1. Zuwendungen unter Lebenden, mit denen ein
Ehegatte dem anderen Ehegatten Eigentum oder Miteigentum an einem
im Inland belegenen, zu eigenen Wohnzwecken genutzten Haus oder
einer im Inland belegenen, zu eigenen Wohnzwecken genutzten
Eigentumswohnung (Familienwohnheim) verschafft, bleiben nach §
13 Abs. 1 Nr. 4a Satz 1 ErbStG steuerfrei.
a) Die Steuerbefreiung bezieht sich nach ihrem
Sinn und Zweck nicht nur auf das Haus verstanden als Gebäude,
sondern auch auf das Grundstück, dessen wesentlicher
Bestandteil es nach § 94 Abs. 1 Satz 1 des Bürgerlichen
Gesetzbuches (BGB) ist (Meincke, Erbschaftsteuer- und
Schenkungsteuergesetz, Kommentar, 14. Aufl., § 13 Rz 20;
Kapp/Ebeling, § 13 ErbStG, Rz 38; Viskorf in
Viskorf/Glier/Hübner/Knobel/Schuck, Erbschaftsteuer- und
Schenkungsteuergesetz, Bewertungsgesetz, 2. Aufl., § 13 ErbStG
Rz 36; Geck, Zeitschrift für Erbrecht und
Vermögensnachfolge - ZEV - 1996, 107, 108; Hardt, ZEV 2004,
408). Dies entspricht der Terminologie des Bewertungsgesetzes
(BewG), das unter den Begriffen
„Einfamilienhäuser“ und
„Zweifamilienhäuser“ nicht lediglich die
Gebäude, sondern die bebauten Grundstücke versteht
(§ 75 Abs. 1 Nrn. 4 und 5 BewG).
b) § 13 Abs. 1 Nr. 4a Satz 1 ErbStG
trifft keine Regelungen für den Fall, dass ein Haus von den
Ehegatten teils zu eigenen Wohnzwecken und teils anders - etwa
für eigene gewerbliche oder sonstige berufliche Zwecke oder
zum Vermieten - genutzt wird. Nach Auffassung der Finanzverwaltung
ist in solchen Fällen je nach Art und Umfang der anderweitigen
Nutzung die Steuerbefreiung in vollem Umfang zu gewähren oder
zu versagen (R 43 Abs. 1 Satz 5 ff. der Erbschaftsteuer-Richtlinien
- ErbStR - 2003).
Dieser Ansicht kann nicht gefolgt werden. Sie
ist mit Sinn und Zweck der Steuerbefreiung nicht vereinbar.

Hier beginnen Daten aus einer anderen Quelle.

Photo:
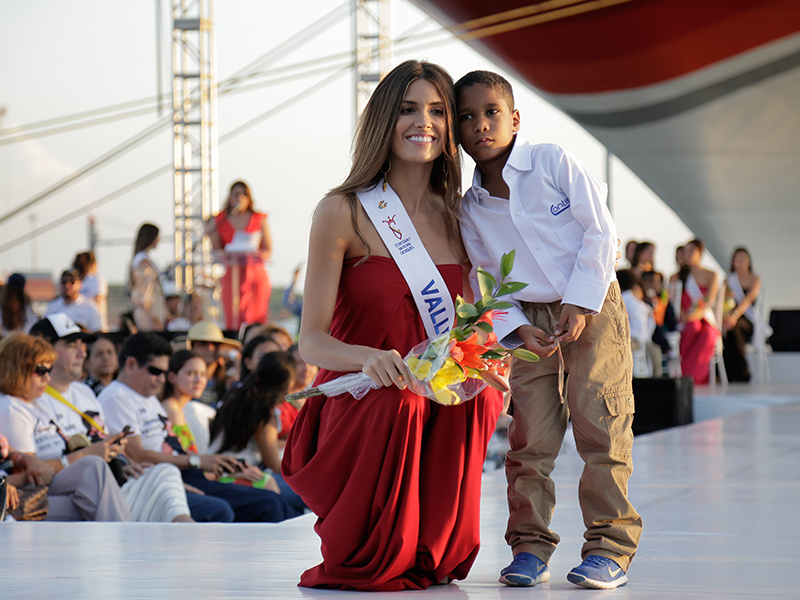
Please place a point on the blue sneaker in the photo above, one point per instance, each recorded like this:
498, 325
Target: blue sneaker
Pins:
524, 571
598, 572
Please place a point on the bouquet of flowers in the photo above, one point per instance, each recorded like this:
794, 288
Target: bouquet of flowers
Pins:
454, 366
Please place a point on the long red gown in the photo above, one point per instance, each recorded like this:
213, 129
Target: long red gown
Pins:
394, 478
698, 344
254, 285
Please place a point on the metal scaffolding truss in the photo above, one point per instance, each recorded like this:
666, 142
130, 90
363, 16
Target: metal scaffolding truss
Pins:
195, 157
373, 47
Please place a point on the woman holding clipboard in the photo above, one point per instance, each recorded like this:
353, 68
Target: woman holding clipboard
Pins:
241, 232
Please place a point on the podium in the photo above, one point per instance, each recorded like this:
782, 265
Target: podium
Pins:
236, 260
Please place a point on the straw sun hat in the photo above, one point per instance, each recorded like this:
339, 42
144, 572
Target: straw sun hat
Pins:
208, 331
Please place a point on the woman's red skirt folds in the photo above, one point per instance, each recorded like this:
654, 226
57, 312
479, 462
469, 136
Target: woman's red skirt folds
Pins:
394, 478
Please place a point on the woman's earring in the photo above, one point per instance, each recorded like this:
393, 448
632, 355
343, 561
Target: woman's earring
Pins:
386, 173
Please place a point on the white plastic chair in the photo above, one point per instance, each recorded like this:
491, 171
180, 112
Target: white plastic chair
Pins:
716, 359
758, 348
675, 290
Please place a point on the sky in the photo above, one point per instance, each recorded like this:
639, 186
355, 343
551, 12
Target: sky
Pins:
58, 58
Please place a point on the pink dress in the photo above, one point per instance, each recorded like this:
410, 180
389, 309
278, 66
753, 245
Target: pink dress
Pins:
394, 478
254, 286
698, 342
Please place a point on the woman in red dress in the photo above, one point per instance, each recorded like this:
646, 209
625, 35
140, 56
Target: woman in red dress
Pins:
700, 334
394, 478
244, 236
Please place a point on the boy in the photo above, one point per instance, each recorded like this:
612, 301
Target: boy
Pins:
540, 201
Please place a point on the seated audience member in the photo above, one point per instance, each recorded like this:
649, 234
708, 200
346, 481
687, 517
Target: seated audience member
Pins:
153, 494
630, 250
130, 401
247, 423
743, 323
658, 298
74, 304
17, 470
101, 363
290, 299
185, 379
94, 287
144, 361
270, 330
253, 351
16, 312
644, 257
303, 378
206, 339
83, 487
642, 323
700, 332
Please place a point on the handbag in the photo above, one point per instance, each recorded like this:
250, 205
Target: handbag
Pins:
116, 464
33, 504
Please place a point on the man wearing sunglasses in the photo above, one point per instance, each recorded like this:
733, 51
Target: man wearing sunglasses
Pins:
74, 304
131, 400
153, 494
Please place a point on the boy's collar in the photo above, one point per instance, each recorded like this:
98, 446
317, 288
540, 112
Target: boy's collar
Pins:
519, 159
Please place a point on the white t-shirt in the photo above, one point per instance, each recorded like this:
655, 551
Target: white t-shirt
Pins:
70, 422
556, 219
30, 429
81, 311
124, 406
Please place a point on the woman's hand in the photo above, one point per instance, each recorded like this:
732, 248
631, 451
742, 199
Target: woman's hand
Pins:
217, 464
386, 367
37, 471
134, 470
249, 472
12, 497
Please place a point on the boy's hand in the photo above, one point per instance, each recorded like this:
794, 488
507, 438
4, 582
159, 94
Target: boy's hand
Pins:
571, 324
536, 340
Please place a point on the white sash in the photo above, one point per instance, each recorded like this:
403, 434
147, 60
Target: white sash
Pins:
387, 213
761, 330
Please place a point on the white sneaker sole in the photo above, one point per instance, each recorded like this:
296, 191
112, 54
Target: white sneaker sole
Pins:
595, 584
521, 580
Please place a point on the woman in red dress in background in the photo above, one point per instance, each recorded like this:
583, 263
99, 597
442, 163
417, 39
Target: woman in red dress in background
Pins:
394, 478
243, 234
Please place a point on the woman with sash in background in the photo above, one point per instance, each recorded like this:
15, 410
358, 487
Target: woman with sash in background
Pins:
743, 323
242, 233
700, 330
393, 477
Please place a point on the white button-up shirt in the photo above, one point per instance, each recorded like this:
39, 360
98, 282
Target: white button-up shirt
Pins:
556, 219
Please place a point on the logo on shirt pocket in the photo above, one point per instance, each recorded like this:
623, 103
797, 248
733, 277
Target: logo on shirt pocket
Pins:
557, 209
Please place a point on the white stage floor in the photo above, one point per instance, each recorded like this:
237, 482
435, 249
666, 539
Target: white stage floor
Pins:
719, 500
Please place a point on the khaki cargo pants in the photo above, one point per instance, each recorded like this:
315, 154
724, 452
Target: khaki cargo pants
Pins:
599, 398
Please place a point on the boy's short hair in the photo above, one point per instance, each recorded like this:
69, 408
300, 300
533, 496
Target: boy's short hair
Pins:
489, 79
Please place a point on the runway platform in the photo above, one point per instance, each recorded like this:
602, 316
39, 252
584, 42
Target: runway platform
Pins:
719, 498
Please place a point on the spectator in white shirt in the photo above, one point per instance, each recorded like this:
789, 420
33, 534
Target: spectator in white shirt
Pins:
74, 304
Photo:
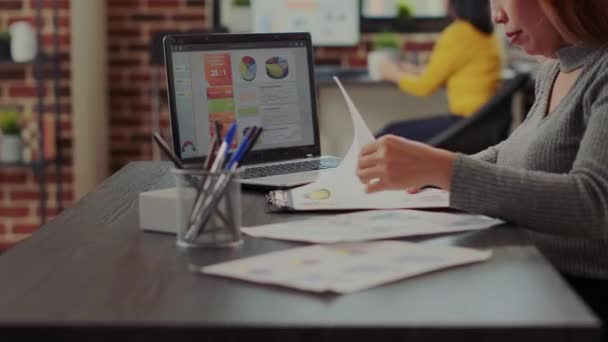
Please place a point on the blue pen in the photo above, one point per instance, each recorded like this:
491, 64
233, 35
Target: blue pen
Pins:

Insbesondere lässt sich aus dem Begriff
„Familienwohnheim“ nicht ableiten, dass die
teilweise Nutzung des Hauses zu anderen als eigenen Wohnzwecken in
bestimmten Fällen der Gewährung der Steuerbefreiung
für das gesamte Grundstück nicht entgegenstehe und in
anderen Fällen Steuerbefreiung auch für die selbst
bewohnten Räume ausschließe. Die Verwaltungsauffassung
erweist sich vielmehr als teils zu weit und teils zu eng.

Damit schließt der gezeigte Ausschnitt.